Medical insurance policies vs medical aid schemes

What is a medical insurance policy, and how does it compare to a medical aid scheme?

Medical aid schemes are governed by the Medical Schemes Act and the Council for Medical Schemes. These schemes are required to comply with a strict set of rules and regulations, and guidelines have been put in place to ensure that they cover the treatment of a certain minimum set of medical conditions, in order to ensure that every medical scheme member receives medical scheme cover in the event of a genuine medical emergency.

That set of conditions is known as the Prescribed Minimum Benefits. In addition to the Prescribed Minimum Benefits, a medical scheme may include additional medical cover, depending on the scheme option that has been chosen by the scheme member. Owing to the regulatory framework that medical schemes must operate within, the monthly contributions that they charge scheme members is comparably higher than what is paid by medical insurance scheme members.

Medical insurance schemes are currently not governed by the Medical Schemes Act or the Council for Medical Schemes. As a result, medical insurance policies can generate their own lists of medical conditions that are covered by the insurer. Because medical insurers do not need to provide the same legislated cover as medical aid schemes, their products can be offered to members at a much lower monthly cost than that of medical aid scheme membership.

Some supporters argue that the lower cost of membership opens these medical insurance schemes up to those who would otherwise not be able to afford medical aid scheme membership, while critics of the medical insurance industry argue that these policies have restricted growth within the medical aid scheme market, and are partly to blame for an ageing medical scheme membership base and annual contribution increases above that of inflation.

At the beginning of 2017, Treasury published the final demarcation regulations which will provide a much tighter regulatory framework within which medical insurance policies must operate. Medical insurance policies that offer basic doctor’s visits, optometry, dentistry, and hospitalisation, must convert to low cost medical aid schemes within a two-year period.

How do these policies relate to ambulance service cover?

As a medical insurance policy is not governed by the Prescribed Minimum Benefits, there is no guarantee of payment to an EMS provider in the event of emergency medical treatment. In the event of a medical insurance policy member requiring emergency medical treatment, the patient or their next of kin must contact the emergency call centre of the insurance policy directly, and the call centre must assess whether the condition is one that is covered by the scheme, as well as decide which approved provider will be authorised and dispatched to assist the patient.
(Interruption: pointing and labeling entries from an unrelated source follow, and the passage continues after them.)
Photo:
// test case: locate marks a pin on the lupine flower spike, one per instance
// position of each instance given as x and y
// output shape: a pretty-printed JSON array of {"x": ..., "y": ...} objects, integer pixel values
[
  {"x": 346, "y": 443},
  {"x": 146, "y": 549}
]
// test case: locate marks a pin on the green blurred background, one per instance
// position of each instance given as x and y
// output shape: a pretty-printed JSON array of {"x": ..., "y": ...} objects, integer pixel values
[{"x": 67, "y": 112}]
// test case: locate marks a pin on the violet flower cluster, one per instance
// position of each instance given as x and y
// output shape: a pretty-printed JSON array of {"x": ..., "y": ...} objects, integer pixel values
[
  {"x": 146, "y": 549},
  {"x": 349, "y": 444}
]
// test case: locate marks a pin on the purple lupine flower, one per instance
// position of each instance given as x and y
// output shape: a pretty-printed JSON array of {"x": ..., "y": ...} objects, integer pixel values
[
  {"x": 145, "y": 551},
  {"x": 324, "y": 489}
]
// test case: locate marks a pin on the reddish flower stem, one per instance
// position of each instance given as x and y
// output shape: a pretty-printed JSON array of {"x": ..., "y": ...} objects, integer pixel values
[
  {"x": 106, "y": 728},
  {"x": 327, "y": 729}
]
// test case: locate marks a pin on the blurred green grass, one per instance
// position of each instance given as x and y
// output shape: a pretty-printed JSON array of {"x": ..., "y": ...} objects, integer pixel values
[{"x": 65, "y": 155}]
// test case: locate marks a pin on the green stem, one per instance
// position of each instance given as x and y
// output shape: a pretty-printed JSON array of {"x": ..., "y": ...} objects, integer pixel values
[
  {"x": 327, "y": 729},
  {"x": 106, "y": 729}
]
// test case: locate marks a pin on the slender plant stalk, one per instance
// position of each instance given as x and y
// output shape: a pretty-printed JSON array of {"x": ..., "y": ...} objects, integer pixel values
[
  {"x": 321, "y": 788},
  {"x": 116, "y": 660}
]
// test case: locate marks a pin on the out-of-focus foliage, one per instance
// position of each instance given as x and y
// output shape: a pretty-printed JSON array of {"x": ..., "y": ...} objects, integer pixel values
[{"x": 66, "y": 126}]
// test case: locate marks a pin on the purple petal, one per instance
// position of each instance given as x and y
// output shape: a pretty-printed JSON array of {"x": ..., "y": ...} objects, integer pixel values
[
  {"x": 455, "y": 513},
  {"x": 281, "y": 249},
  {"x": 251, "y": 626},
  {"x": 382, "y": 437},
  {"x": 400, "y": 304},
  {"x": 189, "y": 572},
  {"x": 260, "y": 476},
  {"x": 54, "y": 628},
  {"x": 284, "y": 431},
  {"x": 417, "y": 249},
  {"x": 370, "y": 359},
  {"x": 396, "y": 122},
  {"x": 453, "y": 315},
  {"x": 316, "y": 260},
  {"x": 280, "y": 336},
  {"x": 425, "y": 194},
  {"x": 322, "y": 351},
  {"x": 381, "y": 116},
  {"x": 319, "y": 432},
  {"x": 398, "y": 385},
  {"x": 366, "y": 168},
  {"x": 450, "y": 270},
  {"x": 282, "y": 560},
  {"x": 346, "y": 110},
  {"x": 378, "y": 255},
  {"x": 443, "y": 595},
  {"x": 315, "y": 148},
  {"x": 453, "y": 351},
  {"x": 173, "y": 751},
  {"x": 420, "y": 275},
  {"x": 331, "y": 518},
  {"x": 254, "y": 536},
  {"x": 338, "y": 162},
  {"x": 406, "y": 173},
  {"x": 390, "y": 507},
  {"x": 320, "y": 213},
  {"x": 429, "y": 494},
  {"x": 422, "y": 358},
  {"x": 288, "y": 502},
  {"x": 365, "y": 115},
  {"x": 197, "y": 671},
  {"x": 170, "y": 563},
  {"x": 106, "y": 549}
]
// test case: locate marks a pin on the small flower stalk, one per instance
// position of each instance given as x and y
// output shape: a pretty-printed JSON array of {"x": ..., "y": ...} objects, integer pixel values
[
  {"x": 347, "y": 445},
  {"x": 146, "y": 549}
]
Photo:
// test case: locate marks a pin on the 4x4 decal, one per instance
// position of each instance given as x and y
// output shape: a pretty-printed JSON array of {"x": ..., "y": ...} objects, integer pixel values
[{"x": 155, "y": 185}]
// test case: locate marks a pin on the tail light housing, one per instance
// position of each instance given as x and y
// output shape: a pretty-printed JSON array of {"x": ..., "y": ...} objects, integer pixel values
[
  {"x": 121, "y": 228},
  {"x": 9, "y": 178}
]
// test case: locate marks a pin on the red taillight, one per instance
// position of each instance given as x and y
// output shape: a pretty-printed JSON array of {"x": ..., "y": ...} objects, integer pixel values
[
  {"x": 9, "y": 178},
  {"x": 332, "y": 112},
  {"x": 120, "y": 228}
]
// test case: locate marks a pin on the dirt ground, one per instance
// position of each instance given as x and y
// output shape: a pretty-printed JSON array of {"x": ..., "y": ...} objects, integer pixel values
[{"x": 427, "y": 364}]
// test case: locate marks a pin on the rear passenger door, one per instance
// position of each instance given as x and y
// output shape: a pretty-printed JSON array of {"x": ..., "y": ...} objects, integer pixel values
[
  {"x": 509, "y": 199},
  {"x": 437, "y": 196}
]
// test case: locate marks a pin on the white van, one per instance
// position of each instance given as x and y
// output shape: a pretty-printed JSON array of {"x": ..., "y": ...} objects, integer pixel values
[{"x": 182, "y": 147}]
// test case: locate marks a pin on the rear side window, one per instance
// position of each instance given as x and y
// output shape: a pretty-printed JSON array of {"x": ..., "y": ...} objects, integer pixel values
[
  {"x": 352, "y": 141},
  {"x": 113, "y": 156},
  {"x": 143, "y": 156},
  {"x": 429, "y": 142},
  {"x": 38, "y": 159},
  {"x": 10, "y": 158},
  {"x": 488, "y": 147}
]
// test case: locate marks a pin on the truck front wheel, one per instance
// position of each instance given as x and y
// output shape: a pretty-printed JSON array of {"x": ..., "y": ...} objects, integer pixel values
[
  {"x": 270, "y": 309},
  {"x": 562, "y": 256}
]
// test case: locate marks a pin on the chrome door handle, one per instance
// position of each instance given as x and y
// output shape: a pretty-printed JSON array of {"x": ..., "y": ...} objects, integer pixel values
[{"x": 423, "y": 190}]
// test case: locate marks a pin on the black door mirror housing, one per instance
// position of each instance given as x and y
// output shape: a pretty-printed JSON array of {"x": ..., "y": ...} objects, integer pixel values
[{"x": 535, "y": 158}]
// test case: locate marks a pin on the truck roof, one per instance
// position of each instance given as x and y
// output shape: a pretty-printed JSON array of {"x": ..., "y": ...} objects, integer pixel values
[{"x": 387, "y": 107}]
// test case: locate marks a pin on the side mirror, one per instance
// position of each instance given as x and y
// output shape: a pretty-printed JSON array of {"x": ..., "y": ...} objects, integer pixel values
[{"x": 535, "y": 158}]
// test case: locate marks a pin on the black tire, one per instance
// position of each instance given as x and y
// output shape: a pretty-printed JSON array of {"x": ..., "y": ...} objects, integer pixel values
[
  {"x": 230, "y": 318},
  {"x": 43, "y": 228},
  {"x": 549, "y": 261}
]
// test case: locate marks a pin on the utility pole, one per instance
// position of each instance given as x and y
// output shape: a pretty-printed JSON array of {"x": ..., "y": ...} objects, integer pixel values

If an EMS provider undertakes to assist a patient on a medical insurance policy within the time prior to authorisation or dispatch by the call centre that is responsible for the policy’s emergency medical care decisions, then the EMS provider must understand that there is a strong chance that they may not be reimbursed for the treatment that was provided to the patient, and that the EMS provider will need to invoice the patient directly for such services.

It is of vital importance that EMS providers understand that there is a notable difference between medical schemes and medical insurers, and that even if you treat a medical insurance scheme member during a genuine and life-threatening emergency, payment on behalf of the patient is not guaranteed by the insurer. When receiving requests for assistance directly by members of medical insurance policies, it is always best to confirm which policy the patient is on and contact the insurer directly for authorisation as soon as possible once the name of the policy has been established. Patients should also be encouraged to contact their designated assistance call centre directly in order to ensure that ambulance transportation is authorised, instead of calling an ambulance service directly.

In an EMS setting, medical insurance policies are not always ideal if you can’t directly contact the call centre that is responsible for the management of the policy. With these risks in mind, EMS providers must have a policy in place regarding service provision to medical insurance scheme members, and must be aware that payment is not guaranteed and that the patient may need to be held liable when the insurer refuses liability.